By
Erin Carroll
and
Gina Keating
Daily Journal Staff
Writer s
LOS ANGELES - The county Board of Supervisors Tuesday approved paying
$27 million to settle five class actions in which former inmates claim
county sheriff's deputies illegally strip-searched, detained and
arrested them using warrants that listed someone else's name.
The settlement was the
largest in a civil rights case in the county's history, County Counsel
Lloyd Pelman said.
Since 1996, the suits
allege, as many as 600,000 former prisoners were subject to a variety
of illegal practices by the county Sheriff's Department.
"This settlement
saves the taxpayer the expense of housing people who should be free,
gets people out quickly without being searched, ends the county
exposure to claims like these in the future and resolves the current
claims at substantially less than they might have cost after a
trial," Barry Litt, a lead attorney in the cases, said Tuesday.
In one case, James E.
Johnson was arrested in 1997 on suspicion of robbery and elder abuse,
but even after sheriff's deputies knew that no charges would be filed
against him, he was subject to a body-cavity search in front of
deputies and other inmates. Johnson
v. County of Los Angeles,BC213059 (L.A. Super. Ct.).
"Our clients were
people who were ordered released and, notwithstanding that release
order, were searched," Donald W. Cook, another of the team of
attorneys working on the cases, said.
According to the terms
of the settlement, which the judges hearing the various cases must
approve, the Sheriff's Department also must adhere to policies to
prevent unlawful searches, detentions or wrongful arrests.
Among those, the
department must release an inmate on completion of his or her sentence
within eight hours of entering release information into the Sheriff's
Department computer system.
Sheriffs also must
allow prisoners who are released at the courthouse to leave without
being subjected to a strip-search.
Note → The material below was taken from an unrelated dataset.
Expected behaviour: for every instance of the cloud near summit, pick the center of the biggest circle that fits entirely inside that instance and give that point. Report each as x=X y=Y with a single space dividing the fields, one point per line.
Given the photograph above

And if an inmate complains that he
or she is not the person named in a warrant, sheriffs must use
fingerprints and other information to try to verify the person's
identification.
Sheriff's spokesman
Stephen R. Whitmore said the department is adhering to new policies.
"Persons who must
return to jail before they are released are no longer strip-searched,
and they are released within eight hours," Whitmore said.
Litt lauded the actions
that the department has taken.
"Thanks to the
prompt and comprehensive actions of Sheriff Baca, who inherited this practice,
most people are released directly from courthouses without having to
spend unnecessary time in custody and without having to undergo visual
inspection of their most intimate body parts," he said.
Approximately $21.5 of
the settlement will be used to pay claims and another $5.5 million to
pay attorney fees. Between $2 million and $3 million will be set aside
to pay for Sheriff's Department inmate programs and community-based
programs for those at-risk of being jailed.
The 62 named plaintiffs
in the five cases will be the first to get paid, splitting
approximately $750,000. After that, lawyers will use Sheriff's
Department records to try to reach other former inmates. The majority
of those who qualify will receive at least $50 and at most $5,000 in
compensation.
How much they receive
will depend on several factors including the length of their detention
and whether they were strip-searched. Lawyers said they will try to
contact former inmates through mail, advertisements and a Web site.
Los Angeles is not the
first municipality to have to pay out a large sum over what were
determined to be illegal strip-searches. In January, New York City
officials said they expected to pay up to $50 million to 60,000 people
to settle a lawsuit over strip-searches in jails during 1996 and 1997.
The plaintiffs'
attorneys who worked on the case, along with Litt and Mann, were John
Burton, co-lead counsel with Litt, Donald Cook of Mann & Cook, Tim
Midgley of Manes & Watson, Mary Anna Henley, Miguel Garcia and
Robert Most.
Representing the county
was the firm Franscell, Strickland and Roberts.